Do I Need R13 or R15 for A Garage?
An R-Value is simply a measurement of how well a two dimensional barrier can resist heat. When you do insulate your garage, it’s critically important to ensure that you use insulation with the same R-value that was used for the rest of your house.
Both R-13 and R-15 are designed to fit a cavity that is three and a half inches deep. Since insulation will fit the depth and the width of the cavity, between studs, if you compress the insulation to fit the space you will also remove its insulating properties. Both R-13 and R-15 will work for the same wall cavity, and should enable a heat flow reduction in your garage of between 93% to 95%.
That being said, R-15 should be a little better than R-13, especially if you if you are using steel studs instead of wood (this is because R-15 has slightly greater conductivity).
Should You Insulate An Unheated Garage?
To put it simply, insulating is always the best value per dollar spent for warmth. It’s true that most garages are left uninsulated and unheated. This means that in the summer time they are incredibly hot and sweltering, while in the winter they are left very cold and freezing.
When you add insulation to a garage, it makes it easy to regulate temperature extremes, especially if the garage space is attached to the rest of your house (in which case adding insulation becomes extra important).
Also, when you add insulation to a garage it makes it easier for you to lower cooling and heating costs (and thus helping you to save money as well). This is because that an insulated attached garage acts as a buffer between a house and the rest of the outside world.
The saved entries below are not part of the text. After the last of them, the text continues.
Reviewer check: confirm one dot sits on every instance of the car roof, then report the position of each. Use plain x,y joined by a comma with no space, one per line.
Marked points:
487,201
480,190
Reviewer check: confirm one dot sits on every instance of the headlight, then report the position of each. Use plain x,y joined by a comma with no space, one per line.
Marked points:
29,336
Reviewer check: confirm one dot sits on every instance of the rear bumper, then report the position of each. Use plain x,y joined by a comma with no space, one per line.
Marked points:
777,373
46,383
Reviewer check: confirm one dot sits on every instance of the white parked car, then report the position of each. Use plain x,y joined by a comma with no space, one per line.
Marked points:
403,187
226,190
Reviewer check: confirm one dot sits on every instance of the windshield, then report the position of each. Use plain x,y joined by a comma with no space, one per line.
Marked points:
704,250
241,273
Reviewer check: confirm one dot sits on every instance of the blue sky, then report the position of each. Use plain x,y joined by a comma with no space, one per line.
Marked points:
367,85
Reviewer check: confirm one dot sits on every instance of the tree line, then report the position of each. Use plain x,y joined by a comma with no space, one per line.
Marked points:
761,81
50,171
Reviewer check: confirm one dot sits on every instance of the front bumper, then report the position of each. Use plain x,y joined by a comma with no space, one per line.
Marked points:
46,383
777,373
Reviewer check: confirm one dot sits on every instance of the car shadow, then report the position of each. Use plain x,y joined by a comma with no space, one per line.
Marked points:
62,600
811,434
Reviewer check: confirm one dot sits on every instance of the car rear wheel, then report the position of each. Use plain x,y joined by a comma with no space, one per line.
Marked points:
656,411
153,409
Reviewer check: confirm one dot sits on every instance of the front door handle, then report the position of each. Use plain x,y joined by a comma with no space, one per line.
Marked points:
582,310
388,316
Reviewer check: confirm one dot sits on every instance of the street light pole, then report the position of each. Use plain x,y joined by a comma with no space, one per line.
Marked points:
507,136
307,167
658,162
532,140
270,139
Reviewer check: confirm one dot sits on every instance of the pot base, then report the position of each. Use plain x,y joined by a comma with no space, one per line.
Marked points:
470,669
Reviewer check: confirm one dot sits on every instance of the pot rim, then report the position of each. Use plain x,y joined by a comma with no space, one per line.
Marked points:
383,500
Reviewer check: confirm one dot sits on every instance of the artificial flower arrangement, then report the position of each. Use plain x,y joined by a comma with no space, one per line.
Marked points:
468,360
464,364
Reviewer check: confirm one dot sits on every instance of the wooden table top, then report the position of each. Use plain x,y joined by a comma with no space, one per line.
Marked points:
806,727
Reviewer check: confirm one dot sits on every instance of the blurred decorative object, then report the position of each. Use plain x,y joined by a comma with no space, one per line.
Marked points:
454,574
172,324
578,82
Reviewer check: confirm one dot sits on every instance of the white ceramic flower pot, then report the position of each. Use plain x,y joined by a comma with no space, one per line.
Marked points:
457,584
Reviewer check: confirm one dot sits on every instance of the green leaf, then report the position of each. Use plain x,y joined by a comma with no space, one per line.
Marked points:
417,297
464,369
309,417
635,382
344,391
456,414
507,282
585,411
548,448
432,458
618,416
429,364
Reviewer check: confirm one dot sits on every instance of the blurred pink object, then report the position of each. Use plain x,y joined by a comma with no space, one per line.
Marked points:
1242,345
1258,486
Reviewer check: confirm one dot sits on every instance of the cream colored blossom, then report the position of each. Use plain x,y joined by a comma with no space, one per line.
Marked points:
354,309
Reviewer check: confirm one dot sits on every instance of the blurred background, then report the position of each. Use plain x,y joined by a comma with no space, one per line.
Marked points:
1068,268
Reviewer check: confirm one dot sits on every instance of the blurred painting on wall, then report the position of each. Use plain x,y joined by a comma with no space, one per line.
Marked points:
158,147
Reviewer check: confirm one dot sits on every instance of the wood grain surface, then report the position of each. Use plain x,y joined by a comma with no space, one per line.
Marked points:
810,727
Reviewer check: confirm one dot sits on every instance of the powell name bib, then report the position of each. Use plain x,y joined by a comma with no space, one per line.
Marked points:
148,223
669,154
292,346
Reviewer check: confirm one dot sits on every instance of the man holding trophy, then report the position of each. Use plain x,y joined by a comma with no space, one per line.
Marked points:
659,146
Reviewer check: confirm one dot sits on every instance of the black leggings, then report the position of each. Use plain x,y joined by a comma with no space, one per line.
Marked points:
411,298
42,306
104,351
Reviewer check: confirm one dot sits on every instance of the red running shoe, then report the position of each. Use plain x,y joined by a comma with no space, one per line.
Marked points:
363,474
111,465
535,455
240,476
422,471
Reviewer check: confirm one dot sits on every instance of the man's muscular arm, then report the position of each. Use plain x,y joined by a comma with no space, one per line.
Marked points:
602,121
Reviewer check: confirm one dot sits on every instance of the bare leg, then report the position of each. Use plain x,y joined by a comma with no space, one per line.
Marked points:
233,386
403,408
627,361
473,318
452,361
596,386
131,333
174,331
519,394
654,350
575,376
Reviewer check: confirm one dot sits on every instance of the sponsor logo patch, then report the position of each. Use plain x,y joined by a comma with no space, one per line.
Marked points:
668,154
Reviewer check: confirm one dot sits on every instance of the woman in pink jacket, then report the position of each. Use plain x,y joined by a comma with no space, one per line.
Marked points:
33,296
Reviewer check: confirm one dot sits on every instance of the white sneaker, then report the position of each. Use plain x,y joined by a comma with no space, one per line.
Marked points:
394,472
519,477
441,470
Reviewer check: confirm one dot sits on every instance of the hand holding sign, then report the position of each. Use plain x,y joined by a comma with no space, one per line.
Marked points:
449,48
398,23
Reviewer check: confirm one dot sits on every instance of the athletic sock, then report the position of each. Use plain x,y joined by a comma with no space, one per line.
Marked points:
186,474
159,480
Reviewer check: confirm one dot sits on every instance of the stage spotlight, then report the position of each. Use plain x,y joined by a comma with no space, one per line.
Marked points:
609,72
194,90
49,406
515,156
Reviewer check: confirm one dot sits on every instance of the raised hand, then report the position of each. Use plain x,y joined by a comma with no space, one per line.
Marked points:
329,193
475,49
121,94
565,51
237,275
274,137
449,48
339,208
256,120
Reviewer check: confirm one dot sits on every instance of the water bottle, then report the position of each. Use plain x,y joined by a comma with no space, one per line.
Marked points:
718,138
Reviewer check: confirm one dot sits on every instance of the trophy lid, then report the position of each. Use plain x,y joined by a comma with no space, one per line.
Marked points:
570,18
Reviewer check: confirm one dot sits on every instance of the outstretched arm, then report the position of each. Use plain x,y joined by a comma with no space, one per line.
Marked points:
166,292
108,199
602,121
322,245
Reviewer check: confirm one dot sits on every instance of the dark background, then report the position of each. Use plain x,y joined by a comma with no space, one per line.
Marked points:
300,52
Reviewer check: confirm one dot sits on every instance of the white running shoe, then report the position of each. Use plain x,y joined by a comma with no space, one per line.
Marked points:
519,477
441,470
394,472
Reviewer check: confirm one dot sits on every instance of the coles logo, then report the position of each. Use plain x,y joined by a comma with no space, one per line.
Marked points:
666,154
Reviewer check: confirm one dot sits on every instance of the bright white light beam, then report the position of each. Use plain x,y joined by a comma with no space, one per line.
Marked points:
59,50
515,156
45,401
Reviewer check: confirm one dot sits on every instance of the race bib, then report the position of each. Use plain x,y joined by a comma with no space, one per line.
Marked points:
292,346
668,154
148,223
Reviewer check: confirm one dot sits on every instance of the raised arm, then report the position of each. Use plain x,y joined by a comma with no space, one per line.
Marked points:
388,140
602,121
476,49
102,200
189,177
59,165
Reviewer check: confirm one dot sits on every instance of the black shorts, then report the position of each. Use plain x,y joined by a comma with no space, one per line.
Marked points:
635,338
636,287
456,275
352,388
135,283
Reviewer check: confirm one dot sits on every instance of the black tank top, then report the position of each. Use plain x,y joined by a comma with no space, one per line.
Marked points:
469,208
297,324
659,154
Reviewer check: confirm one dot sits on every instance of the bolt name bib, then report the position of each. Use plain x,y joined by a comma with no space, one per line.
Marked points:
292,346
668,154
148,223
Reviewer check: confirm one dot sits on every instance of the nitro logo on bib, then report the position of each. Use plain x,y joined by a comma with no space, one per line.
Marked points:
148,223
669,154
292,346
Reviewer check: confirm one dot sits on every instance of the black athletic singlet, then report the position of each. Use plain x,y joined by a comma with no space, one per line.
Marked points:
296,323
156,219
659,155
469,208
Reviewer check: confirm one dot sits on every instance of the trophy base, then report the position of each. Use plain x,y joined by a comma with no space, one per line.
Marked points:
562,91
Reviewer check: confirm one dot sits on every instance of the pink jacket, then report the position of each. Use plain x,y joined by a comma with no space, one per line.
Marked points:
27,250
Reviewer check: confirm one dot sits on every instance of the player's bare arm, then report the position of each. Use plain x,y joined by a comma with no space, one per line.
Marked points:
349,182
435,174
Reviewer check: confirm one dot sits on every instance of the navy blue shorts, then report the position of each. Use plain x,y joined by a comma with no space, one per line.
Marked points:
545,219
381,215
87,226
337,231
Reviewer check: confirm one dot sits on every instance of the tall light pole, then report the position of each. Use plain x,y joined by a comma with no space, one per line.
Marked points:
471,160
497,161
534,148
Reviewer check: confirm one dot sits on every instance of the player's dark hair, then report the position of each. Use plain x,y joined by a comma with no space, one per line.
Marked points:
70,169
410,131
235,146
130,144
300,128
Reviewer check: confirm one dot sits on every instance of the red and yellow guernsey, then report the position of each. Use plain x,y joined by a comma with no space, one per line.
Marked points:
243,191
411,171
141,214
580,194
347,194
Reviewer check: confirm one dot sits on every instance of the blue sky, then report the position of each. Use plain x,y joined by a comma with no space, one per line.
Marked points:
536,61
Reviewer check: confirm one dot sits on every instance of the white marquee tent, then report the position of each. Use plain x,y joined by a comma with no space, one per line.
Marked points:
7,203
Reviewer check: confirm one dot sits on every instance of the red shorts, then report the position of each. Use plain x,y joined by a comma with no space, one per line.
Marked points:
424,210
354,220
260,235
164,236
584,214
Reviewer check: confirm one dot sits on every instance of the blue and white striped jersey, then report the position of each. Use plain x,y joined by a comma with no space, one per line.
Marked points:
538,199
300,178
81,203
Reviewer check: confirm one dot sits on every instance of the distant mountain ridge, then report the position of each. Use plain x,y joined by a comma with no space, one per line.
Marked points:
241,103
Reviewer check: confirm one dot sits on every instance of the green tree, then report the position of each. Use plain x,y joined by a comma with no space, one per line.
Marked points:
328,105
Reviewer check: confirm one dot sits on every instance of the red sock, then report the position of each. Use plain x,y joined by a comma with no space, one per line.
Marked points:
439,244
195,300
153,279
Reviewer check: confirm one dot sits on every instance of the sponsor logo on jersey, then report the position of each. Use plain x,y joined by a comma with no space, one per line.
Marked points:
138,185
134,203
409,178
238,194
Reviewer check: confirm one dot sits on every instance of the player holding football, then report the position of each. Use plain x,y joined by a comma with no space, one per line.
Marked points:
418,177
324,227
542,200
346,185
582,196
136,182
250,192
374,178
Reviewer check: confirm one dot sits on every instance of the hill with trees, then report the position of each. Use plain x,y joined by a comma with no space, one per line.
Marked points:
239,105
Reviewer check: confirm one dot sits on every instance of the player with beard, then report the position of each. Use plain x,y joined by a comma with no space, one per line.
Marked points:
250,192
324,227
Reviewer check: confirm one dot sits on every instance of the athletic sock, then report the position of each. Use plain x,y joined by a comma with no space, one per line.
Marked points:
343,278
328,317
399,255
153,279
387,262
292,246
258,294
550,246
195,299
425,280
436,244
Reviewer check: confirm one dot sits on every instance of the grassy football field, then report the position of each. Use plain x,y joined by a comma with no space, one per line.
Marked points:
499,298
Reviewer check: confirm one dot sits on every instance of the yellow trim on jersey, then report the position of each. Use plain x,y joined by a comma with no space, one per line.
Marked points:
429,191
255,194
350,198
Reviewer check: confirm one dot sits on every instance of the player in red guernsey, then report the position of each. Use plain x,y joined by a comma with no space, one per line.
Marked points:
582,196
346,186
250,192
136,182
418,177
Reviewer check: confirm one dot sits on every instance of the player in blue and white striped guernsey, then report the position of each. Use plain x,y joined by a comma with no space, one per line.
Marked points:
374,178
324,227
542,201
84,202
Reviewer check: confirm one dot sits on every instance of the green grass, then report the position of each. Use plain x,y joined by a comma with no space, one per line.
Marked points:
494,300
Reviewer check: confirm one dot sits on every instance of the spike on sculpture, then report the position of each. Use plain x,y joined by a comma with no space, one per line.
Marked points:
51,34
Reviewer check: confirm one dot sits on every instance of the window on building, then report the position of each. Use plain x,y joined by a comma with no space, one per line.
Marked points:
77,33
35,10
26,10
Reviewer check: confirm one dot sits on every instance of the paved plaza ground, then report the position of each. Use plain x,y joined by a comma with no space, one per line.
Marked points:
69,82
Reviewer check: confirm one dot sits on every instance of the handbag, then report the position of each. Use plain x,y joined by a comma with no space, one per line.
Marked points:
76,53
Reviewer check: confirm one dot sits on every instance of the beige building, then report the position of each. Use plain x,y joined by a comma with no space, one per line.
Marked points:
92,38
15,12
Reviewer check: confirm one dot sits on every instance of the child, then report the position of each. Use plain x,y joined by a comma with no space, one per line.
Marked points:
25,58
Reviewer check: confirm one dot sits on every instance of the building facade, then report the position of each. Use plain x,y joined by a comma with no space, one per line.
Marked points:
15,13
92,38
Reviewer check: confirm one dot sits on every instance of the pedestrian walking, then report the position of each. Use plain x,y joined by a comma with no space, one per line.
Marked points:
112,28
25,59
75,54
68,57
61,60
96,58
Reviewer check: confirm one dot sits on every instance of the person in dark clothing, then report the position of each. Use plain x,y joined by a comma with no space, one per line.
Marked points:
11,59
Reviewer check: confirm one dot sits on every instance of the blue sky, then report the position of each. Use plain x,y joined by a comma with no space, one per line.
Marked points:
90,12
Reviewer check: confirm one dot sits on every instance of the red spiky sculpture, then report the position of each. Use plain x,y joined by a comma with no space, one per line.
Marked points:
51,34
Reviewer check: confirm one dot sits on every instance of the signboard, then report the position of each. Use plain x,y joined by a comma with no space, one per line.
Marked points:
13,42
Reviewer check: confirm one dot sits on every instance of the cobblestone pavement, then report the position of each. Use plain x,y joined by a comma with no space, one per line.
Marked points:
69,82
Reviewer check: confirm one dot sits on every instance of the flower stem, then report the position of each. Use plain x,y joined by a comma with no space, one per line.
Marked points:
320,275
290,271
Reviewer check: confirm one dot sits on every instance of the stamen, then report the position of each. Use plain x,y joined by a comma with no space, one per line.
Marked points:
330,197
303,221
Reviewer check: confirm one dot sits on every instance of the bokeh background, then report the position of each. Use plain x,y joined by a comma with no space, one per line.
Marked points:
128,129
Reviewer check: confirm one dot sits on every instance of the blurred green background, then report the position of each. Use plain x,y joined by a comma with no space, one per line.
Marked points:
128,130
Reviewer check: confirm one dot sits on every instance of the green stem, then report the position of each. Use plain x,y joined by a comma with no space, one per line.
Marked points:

It’s key to understand the different insulation options available to you when looking to insulate your garage.
By reading this article, you should now know the primary different types of insulation options that are available to you and the pros and cons of each. Any one of the insulation materials that above will do a good job of enabling you to easily control the temperature of your garage and making your home more energy efficient.
Thank you for reading and have a great rest of your day!